Depends on the bus company and ticket type, batman.
Round here a day rider is cheaper than a return from my home to town, and bus every ten mins, so yes, getting off and waiting for the next bus is fine, also is in town, so good pavements, well lit, and I could walk on to the next stop no bother, too.
Some places I've lived in, the busses are spaced much further apart, as are the stops, over areas with no pavements or street lighting, and day rider type tickets more expensive an the journey you want to make itself. Then the bus company takes your money for a service it then can't provide (think rush hour, rest of bus full, so actually you're taking up less space from other passengers by staying in the bay until the wheelchair issue arises - see this on the busses here much more often than a wheelchair user using the space by the way). If the company would also expect you to pay again to try and complete your journey (because of course the same could happen on the next bus, especially at peak times) would that maybe change some peoples perception of "fair".

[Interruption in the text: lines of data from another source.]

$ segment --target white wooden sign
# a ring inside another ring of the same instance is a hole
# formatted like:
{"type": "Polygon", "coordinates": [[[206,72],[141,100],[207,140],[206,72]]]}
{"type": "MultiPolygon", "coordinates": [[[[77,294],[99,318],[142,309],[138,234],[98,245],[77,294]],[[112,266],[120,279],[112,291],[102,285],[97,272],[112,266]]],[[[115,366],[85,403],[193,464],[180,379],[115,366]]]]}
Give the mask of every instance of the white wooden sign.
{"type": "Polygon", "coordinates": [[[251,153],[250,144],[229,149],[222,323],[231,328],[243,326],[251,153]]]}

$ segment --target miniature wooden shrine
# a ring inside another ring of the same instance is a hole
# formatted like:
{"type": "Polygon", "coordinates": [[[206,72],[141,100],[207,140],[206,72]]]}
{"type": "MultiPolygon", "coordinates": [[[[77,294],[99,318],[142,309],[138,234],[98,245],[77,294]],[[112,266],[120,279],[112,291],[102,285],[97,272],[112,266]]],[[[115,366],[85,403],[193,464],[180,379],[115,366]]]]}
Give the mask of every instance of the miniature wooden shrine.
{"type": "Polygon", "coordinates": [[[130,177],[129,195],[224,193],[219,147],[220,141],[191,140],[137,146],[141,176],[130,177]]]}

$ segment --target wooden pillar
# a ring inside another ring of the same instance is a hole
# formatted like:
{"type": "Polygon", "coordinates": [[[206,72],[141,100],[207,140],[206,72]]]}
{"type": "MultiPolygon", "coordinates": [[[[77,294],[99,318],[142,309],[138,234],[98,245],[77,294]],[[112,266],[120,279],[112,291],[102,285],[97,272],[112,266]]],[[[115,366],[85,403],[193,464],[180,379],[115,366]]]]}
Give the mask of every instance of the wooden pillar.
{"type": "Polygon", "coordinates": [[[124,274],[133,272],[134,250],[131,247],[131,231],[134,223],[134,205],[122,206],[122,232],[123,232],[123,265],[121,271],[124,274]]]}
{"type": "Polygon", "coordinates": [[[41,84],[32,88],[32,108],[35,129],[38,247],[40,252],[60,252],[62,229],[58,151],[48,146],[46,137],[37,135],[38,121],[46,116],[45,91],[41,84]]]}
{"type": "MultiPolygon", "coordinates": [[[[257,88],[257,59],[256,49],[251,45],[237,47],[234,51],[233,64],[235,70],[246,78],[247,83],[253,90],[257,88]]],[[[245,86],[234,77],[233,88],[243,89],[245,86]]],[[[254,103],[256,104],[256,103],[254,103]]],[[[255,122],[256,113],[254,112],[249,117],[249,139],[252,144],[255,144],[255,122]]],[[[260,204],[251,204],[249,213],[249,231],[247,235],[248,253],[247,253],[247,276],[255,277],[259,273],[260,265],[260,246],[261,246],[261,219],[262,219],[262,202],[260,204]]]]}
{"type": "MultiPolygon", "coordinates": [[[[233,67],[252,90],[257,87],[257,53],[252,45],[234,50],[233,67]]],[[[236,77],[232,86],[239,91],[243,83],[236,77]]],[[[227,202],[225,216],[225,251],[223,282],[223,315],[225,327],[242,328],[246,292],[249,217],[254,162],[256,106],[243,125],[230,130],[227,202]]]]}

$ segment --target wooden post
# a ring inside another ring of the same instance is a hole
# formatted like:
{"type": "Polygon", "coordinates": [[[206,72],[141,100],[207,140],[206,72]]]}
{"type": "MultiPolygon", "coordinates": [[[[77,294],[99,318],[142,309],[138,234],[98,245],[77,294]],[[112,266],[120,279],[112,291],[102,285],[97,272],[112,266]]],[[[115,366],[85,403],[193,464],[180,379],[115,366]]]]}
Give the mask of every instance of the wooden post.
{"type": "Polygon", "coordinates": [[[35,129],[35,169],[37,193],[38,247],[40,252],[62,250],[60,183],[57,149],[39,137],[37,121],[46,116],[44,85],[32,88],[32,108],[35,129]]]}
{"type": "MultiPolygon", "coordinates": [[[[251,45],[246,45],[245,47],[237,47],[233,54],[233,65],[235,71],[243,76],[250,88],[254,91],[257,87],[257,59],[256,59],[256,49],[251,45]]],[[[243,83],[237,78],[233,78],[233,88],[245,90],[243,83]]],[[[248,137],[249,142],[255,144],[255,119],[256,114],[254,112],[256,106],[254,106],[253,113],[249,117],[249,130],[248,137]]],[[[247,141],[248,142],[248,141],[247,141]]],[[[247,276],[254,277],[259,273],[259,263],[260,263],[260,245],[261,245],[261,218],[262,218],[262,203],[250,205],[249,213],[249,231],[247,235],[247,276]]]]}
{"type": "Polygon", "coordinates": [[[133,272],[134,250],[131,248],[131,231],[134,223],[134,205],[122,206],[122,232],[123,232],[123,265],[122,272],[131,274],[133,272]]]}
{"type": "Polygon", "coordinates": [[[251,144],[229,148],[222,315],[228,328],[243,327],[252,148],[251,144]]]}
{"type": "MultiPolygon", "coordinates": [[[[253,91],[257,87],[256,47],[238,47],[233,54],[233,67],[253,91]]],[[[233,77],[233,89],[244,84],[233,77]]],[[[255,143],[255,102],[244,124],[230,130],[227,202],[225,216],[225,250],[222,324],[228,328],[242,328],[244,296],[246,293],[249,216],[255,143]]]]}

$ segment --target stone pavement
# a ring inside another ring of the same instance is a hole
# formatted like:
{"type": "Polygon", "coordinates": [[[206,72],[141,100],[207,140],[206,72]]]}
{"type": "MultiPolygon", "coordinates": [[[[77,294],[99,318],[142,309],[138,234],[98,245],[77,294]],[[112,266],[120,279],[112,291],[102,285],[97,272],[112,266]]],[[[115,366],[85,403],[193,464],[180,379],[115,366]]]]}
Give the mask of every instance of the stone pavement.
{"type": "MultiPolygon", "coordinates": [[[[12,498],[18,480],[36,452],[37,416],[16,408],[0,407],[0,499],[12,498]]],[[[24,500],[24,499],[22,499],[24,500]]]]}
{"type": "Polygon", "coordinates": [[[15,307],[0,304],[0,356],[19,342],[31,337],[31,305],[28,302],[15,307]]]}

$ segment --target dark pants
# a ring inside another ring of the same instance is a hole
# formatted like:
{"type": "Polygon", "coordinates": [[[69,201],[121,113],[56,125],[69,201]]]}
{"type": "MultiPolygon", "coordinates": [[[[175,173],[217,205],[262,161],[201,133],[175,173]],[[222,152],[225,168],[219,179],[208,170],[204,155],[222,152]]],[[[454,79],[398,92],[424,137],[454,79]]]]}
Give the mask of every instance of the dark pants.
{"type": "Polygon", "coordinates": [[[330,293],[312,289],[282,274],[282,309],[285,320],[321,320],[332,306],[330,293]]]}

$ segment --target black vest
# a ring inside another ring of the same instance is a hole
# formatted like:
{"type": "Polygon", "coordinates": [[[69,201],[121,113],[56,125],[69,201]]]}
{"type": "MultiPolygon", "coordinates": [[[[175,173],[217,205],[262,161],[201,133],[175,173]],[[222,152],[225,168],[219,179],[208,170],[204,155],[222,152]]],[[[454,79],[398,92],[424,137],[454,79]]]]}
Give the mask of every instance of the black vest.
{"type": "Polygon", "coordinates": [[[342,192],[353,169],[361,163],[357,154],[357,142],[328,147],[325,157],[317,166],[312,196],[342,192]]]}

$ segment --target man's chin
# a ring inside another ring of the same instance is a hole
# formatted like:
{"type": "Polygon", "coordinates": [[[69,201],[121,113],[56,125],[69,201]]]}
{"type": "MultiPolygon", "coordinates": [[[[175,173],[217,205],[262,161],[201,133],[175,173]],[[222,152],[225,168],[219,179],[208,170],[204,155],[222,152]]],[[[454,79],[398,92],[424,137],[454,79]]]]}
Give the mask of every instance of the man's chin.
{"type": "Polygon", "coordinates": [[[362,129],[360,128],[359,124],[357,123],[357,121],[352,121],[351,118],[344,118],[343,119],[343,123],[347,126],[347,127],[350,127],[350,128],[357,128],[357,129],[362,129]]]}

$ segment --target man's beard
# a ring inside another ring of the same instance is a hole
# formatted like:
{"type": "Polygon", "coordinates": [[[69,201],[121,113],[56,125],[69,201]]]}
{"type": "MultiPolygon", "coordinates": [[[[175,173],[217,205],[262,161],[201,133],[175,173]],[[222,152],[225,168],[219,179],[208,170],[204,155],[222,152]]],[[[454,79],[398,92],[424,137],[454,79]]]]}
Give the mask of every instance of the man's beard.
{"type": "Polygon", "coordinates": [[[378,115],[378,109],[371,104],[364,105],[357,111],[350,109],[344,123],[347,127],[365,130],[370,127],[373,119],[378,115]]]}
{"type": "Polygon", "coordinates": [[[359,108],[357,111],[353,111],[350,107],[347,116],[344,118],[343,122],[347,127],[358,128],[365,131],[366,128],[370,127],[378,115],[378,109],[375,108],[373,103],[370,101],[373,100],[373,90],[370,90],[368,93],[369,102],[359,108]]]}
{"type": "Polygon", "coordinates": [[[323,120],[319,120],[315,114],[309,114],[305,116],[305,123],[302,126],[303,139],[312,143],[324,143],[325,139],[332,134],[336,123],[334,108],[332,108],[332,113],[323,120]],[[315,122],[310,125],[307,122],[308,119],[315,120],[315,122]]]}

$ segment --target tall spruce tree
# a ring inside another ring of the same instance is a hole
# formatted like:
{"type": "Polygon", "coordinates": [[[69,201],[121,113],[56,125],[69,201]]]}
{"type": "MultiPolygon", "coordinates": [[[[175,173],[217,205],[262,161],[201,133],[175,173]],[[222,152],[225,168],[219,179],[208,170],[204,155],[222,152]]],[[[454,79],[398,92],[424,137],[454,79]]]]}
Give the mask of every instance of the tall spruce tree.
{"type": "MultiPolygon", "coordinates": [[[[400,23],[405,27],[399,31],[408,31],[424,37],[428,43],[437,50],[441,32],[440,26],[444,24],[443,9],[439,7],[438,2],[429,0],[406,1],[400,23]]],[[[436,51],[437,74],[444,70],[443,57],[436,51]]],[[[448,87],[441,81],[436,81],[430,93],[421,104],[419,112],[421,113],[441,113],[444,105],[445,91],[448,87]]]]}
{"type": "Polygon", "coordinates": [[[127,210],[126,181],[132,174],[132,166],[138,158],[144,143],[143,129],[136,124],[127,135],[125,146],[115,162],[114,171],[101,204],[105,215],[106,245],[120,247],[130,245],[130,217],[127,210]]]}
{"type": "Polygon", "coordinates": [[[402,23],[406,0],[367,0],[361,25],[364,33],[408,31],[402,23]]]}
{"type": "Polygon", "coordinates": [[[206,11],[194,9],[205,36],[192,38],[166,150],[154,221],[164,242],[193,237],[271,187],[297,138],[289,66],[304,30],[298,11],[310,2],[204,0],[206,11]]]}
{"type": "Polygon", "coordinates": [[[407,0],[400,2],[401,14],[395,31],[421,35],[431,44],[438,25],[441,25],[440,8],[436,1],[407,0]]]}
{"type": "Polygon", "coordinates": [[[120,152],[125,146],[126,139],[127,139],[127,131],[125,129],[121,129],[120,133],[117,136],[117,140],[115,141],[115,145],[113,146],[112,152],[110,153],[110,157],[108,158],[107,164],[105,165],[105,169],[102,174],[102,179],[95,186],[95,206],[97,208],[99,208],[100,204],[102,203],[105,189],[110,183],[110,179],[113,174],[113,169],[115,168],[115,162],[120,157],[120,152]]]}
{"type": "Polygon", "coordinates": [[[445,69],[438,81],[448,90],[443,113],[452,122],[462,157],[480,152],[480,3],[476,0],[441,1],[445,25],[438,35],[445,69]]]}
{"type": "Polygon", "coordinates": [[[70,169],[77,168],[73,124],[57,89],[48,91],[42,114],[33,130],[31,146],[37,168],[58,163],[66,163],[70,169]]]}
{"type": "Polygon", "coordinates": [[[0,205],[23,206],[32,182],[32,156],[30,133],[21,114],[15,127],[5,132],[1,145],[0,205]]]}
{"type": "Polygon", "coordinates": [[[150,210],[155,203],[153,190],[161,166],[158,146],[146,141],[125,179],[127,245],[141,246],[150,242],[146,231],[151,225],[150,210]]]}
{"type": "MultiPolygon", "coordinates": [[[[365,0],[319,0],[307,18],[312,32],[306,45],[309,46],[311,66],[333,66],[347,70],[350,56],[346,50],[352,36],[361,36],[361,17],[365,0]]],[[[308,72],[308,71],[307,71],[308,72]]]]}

Should there be an imperative on the bus companies that if a passenger has to get off for another passenger that they should then get the rest of their journey validated? Of course, but it doesn't always happen.
If you've already been told to get off three busses you've paid for that day/week, should you nod smile and say of course when asked to do it again, to stand in the dark and rain on a verge with no pavement with a child in a buggy and maybe another one to wait half an hour to pay again for the privilege of having another go? Would the bus company not be held liable if anything happened to that family while waiting for the next bus in a less than safe environment? Should they be? What if the bus in question is the last bus to a particular village the buggy user is trying to get to, but the wheelchair user could take three other services from the same stop within 10 mins for his/her shorter journey? Outlying areas last bus services are often a lot earlier than city dwellers realise.
I suppose I'm saying there needs to be a carrot proffered by the bus company as much as a stick of "enforcement" from the courts, and that there are more factors to be considered than the daily fail generally reports.